Norwegian engineer & politician (1891–1967)
Henrik Christian Juell Borchgrevink (20 March 1891 – 15 June 1967) was a Norwegian engineer and politician for the Conservative Party.

He was born in Skien as a son of chief engineer Axel Juell Borchgrevink (1838–1902) and Laura Karoline Simonine Thorbjørnsen (1848–1899), and younger brother of civil servant Fredrik Grüner Borchgrevink. In 1919 he married Minnie Schibbye, a daughter of factory manager Gustav Leonard Adolf Schibbye. He was the father of physician Christian Fredrik Borchgrevink.

He finished his secondary education in 1909 and graduated in machine engineering from the Norwegian Institute of Technology in 1914. He worked various engineer jobs until 1917, when he became technical inspector in the insurance company Norske Lloyd. From 1921 he was an engineer in the company Vogt & Vogt.
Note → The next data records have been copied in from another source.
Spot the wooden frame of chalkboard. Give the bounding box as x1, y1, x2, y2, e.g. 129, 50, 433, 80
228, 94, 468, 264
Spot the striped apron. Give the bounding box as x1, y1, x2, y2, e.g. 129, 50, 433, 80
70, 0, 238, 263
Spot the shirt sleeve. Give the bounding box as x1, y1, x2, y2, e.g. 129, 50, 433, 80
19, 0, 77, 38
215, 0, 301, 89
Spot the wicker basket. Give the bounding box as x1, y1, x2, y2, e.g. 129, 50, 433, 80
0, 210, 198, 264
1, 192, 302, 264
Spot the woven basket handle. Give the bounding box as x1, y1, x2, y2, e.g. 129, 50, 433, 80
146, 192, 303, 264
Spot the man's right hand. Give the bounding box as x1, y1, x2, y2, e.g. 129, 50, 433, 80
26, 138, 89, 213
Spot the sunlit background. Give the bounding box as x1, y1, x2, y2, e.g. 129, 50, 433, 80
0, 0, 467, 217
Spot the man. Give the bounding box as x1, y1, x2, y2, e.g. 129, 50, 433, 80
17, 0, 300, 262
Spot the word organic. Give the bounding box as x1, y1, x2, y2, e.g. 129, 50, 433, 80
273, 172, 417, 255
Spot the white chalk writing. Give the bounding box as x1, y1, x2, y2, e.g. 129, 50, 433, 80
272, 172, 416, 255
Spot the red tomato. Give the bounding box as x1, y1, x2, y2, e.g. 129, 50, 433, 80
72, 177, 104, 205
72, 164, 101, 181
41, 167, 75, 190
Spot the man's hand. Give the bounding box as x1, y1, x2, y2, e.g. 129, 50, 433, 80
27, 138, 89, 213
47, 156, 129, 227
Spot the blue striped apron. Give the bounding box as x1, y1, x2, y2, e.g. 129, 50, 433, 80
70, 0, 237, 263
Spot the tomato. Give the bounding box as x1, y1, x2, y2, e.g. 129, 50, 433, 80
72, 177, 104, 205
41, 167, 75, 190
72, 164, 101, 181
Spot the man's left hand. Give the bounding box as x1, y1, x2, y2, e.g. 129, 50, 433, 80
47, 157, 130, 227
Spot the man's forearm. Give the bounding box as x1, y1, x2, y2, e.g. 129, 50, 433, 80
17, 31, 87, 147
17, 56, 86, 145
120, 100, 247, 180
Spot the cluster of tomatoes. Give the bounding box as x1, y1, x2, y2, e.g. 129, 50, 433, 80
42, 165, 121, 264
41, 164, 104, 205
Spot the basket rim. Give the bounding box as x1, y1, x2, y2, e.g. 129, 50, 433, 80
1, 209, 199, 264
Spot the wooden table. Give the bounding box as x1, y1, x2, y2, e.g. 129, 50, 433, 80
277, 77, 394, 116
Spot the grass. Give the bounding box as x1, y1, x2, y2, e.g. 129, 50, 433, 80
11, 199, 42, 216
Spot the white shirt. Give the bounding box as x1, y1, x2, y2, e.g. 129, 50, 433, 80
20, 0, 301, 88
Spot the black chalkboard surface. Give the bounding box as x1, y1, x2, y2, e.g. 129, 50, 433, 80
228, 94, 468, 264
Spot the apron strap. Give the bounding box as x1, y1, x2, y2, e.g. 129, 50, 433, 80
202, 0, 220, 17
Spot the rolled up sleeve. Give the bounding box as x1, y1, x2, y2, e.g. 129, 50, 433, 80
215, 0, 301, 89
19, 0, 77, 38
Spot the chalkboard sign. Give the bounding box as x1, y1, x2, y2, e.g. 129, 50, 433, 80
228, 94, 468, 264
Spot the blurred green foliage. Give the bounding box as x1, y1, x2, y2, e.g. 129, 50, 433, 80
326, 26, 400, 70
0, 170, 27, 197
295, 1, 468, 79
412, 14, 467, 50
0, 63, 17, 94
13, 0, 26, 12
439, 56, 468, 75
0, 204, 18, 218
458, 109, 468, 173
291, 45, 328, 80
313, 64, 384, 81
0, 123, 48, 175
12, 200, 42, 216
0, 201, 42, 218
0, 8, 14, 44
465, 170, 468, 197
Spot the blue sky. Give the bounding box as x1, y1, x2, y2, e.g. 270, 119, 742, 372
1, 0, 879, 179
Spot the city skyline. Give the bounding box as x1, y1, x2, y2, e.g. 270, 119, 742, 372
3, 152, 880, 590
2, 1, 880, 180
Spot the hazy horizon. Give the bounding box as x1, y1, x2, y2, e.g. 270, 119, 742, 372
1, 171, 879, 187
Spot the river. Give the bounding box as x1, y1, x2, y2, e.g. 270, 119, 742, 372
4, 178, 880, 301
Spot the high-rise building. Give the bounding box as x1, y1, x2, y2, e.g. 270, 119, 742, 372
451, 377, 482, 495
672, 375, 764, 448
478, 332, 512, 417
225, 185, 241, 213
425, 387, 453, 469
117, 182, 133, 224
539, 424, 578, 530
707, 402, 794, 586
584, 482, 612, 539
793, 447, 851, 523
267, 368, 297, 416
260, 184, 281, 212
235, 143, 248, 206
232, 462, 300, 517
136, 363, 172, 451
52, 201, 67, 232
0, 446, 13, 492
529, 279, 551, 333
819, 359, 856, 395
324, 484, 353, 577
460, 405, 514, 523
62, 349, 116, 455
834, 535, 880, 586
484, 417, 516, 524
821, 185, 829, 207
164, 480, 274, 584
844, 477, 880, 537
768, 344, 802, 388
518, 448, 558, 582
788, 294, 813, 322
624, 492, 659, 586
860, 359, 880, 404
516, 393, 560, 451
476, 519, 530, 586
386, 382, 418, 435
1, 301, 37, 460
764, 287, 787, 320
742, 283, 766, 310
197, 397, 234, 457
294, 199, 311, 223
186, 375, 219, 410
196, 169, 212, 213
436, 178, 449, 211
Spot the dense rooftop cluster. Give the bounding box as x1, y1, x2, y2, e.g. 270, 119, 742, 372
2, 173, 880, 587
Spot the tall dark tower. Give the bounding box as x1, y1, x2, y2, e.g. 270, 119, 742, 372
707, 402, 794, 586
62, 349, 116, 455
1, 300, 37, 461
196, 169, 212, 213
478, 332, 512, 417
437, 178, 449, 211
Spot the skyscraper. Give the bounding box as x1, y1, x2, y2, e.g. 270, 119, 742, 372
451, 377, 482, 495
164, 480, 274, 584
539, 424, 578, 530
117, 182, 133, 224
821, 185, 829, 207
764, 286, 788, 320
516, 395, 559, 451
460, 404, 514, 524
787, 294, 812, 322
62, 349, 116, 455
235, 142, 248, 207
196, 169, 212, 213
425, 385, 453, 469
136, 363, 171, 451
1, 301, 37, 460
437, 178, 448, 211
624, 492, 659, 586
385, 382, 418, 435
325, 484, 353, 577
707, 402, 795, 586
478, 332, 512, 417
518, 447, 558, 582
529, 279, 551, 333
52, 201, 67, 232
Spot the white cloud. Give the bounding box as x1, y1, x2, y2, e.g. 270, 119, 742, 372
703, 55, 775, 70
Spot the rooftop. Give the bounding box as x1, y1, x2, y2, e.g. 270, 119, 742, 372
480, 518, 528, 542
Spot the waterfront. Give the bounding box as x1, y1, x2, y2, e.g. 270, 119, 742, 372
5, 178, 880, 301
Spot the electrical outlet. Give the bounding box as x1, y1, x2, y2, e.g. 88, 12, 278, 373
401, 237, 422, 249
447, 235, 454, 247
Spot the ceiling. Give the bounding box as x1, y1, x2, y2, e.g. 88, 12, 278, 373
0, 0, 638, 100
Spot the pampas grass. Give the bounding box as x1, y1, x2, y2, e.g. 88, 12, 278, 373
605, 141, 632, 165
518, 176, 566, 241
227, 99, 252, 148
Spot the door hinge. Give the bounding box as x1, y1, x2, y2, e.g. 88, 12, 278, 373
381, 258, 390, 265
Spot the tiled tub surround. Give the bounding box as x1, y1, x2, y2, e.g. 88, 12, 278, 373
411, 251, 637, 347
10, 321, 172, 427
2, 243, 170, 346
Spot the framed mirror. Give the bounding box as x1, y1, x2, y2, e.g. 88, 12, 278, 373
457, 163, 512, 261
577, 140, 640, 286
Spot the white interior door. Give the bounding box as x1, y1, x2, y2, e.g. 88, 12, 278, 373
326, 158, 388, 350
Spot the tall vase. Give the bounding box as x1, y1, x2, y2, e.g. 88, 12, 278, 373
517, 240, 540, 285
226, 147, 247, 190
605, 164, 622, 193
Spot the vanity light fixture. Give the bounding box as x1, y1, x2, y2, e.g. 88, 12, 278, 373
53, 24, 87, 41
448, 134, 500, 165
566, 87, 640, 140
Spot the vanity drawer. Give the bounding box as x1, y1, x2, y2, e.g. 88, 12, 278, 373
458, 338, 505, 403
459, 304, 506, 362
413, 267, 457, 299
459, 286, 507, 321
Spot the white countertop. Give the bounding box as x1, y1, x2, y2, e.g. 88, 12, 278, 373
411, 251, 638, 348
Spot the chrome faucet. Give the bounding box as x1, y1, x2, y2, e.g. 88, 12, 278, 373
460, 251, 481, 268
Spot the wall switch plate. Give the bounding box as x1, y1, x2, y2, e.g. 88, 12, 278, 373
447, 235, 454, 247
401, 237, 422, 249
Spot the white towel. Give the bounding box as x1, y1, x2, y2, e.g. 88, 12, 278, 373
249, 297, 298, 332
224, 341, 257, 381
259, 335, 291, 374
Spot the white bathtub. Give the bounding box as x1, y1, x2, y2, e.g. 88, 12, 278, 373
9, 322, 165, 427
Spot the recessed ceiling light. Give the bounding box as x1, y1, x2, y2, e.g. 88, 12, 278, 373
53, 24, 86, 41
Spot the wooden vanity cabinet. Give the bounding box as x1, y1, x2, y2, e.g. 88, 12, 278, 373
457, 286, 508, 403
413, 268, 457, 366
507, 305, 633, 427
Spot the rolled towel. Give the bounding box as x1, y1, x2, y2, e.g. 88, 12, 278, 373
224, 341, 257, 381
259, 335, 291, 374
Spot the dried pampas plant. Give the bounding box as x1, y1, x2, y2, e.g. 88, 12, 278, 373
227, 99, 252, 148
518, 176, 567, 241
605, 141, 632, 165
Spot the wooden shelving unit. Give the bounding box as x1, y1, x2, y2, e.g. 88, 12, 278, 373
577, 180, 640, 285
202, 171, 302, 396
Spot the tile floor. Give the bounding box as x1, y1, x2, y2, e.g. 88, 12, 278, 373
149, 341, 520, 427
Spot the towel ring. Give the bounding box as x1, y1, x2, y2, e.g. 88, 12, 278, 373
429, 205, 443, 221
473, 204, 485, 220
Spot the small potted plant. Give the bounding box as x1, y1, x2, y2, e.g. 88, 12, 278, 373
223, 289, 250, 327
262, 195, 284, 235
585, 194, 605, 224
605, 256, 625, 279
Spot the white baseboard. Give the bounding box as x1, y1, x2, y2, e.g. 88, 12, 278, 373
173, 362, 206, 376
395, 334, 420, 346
He was elected to Oslo city council in 1937, and was later drafted into the executive committee. He was a board and supervisory council member of Oslo Conservative Party. He chaired Brannstyret in Oslo for twenty years until 1965, and also a board member of the Association of Norwegian Insurance Companies from 1939 to 1946, Den Norske Brand-Tarifforening, Oslo Lysverker and council member of the Norwegian Fire Protection Association.

He was decorated with the King's Medal of Merit in gold in 1965. He died in June 1967.